Like Gary Winnick, Ebbers built up WorldCom, piece by piece, by acquiring dozens of companies. And like Gary Winnick, Ebbers befriended Jack Grubman and Salomon Brothers, relied on Grubman for advice, and used Salomon as his firm's primary investment bank. Grubman had an unusually close relationship with WorldCom's top managers, and even attended three board meetings, where he discussed deals the company was considering (securities analysts typically were not permitted to attend board meetings).
45
With Grubman's help, WorldCom's stock price soared, and Ebbers began considering acquiring larger companies. In all, WorldCom paid Salomon $80 million in fees for these deals and other investment-banking work.
46
In 1997, at Grubman's urging, WorldCom offered to buy MCI in the highest-profile deal of Ebbers's career, one of the biggest mergers in U.S. history. The media closely followed the deal, and sophisticated fund managers—including Long-Term Capital Management—bet on whether it would succeed. When MCI agreed to terms, WorldCom instantly became the second-largest provider of long-distance telephone services—and a household name.
47
By the late 1990s, investors knew more about WorldCom than they did about AT&T, the dominant telecommunications firm from the prior decade. WorldCom was the fifth most widely held stock in the United States, and its shares were worth $115 billion, double the value of AT&T's shares. Twenty million residential customers used WorldCom as their long-distance carrier.
And yet, looking at the upper management of WorldCom, it was hard to believe this was a major multinational company. WorldCom was a creation of Wall Street, in the same way Britney Spears was a creation of
the entertainment industry. Jack Grubman might as well have propped up a cardboard cutout of a CEO. Ebbers still didn't understand WorldCom's finances and relied extensively on Grubman. Ebbers also depended almost exclusively on Scott D. Sullivan, his chief financial officer, to “see if the numbers work.”
48
Sullivan was bright—a straight-A student at the State University of New York at Oswego—and was knowledgeable about accounting and mergers, but he lacked Andy Fastow's training and experience in complex financial engineering. In contrast to Enron, which had been featured in Myron Scholes's Nobel laureate address, WorldCom's approach to its finances was straight out of
The Complete Idiot's Guide to Finance and Accounting.

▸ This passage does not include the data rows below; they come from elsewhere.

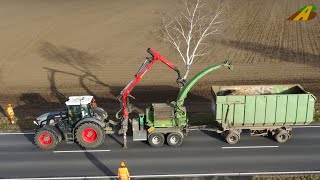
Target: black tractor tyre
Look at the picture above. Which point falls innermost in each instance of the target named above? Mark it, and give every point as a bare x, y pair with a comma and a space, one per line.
46, 139
89, 135
232, 137
174, 139
282, 136
156, 139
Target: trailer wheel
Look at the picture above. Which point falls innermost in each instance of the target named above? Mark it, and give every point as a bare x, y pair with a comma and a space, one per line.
174, 139
156, 139
282, 136
232, 137
46, 139
89, 135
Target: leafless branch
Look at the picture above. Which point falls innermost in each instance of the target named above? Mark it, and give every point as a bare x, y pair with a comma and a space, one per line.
188, 30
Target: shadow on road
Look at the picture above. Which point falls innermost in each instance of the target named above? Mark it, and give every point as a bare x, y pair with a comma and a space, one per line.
96, 162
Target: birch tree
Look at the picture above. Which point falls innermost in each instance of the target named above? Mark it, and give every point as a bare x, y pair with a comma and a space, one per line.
189, 29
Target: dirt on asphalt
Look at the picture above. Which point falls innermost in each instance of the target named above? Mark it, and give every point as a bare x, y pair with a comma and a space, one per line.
53, 49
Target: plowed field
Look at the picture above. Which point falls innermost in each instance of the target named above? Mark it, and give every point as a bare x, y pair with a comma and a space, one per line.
52, 49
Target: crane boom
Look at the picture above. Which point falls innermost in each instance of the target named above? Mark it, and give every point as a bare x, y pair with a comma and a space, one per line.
125, 93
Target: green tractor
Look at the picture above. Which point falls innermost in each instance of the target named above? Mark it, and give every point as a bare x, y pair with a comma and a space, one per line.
86, 125
164, 122
78, 122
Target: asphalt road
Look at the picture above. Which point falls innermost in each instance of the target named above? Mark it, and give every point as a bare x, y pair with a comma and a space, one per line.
201, 153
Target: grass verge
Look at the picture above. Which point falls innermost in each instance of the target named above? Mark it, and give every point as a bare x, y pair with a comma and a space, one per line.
289, 177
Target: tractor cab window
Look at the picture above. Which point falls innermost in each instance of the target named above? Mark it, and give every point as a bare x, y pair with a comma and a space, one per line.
89, 108
86, 110
74, 113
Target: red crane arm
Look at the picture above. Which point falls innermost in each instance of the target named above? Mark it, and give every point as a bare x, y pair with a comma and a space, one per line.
143, 69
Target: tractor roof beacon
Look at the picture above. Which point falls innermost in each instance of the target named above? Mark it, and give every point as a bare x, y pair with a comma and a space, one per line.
79, 100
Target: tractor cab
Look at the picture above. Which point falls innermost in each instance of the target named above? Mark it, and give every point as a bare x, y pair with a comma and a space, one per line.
79, 107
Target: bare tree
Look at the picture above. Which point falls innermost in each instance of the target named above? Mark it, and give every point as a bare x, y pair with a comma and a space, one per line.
189, 29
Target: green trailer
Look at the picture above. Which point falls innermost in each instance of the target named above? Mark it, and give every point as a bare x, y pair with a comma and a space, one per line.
261, 109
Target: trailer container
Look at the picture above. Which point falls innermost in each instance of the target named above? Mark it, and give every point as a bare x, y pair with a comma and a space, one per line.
262, 109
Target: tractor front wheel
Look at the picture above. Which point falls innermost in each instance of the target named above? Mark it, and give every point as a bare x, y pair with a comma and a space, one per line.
46, 139
174, 139
89, 135
156, 139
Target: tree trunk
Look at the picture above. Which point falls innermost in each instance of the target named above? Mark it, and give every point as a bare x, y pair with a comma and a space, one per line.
187, 72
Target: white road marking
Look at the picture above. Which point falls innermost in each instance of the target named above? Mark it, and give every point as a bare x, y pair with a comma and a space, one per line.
15, 133
305, 126
106, 150
175, 175
248, 147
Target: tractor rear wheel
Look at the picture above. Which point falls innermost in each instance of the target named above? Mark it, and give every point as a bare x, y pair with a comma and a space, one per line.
156, 139
232, 137
174, 139
46, 139
89, 135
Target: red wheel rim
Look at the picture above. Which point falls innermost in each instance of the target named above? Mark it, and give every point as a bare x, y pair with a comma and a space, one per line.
45, 139
89, 135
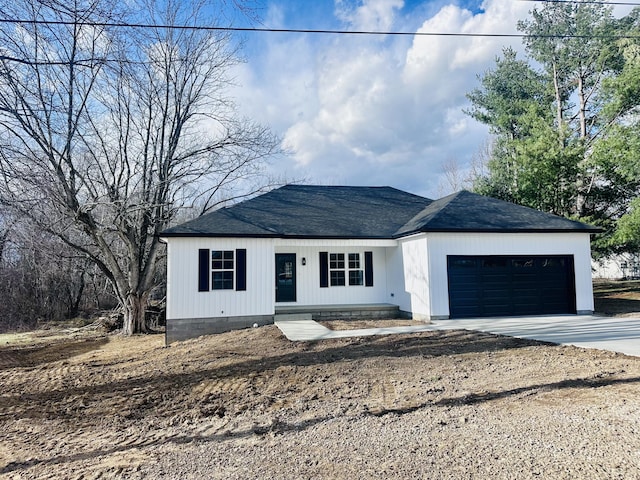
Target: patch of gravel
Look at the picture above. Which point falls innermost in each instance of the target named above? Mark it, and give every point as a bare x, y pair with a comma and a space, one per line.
250, 404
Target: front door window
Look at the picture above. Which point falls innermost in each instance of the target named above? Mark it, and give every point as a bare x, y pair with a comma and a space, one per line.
285, 277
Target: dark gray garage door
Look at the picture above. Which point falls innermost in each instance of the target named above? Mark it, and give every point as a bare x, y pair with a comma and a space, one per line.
481, 286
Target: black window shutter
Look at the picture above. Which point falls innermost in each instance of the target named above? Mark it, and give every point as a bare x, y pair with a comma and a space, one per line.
241, 269
204, 270
368, 269
324, 269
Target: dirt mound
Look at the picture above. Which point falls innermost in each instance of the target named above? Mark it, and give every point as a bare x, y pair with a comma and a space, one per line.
251, 404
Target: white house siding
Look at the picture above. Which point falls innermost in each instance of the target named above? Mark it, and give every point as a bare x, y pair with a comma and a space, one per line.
308, 290
439, 245
415, 262
396, 292
184, 301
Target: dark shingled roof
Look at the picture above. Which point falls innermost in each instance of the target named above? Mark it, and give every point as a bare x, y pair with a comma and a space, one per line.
303, 211
469, 212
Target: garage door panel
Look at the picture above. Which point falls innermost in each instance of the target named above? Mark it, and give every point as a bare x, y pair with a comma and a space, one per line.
495, 285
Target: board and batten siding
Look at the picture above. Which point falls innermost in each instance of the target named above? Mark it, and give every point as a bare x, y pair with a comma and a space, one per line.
440, 245
308, 290
185, 301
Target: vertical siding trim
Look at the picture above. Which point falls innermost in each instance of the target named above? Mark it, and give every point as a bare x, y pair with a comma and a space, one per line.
368, 269
241, 269
204, 270
324, 269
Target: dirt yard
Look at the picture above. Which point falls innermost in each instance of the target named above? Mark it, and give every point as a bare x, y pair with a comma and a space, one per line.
249, 404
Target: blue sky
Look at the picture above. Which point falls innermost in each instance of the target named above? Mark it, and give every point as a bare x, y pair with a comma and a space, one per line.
372, 110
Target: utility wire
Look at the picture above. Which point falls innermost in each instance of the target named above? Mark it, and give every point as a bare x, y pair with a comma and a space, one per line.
313, 31
590, 2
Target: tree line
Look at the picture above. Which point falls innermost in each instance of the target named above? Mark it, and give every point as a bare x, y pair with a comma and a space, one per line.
108, 134
565, 121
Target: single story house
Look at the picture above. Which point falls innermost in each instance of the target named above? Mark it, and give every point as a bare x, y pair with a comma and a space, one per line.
372, 251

In many ways, WorldCom's simplistic approach to its finances was superior to Enron's. WorldCom had invested three times as much as Enron in Rhythms NetConnections before that firm's Initial Public Offering.
49
That $30 million investment bought 8.6 percent of the company, worth almost a billion dollars at the peak. In 2001, WorldCom bought most of the assets of Rhythms NetConnections, and those assets appeared on WorldCom's financial statements. Investors knew about WorldCom's involvement in Rhythms NetConnections, and WorldCom didn't use elaborate partnership transactions to hide its gains—or, later, its losses.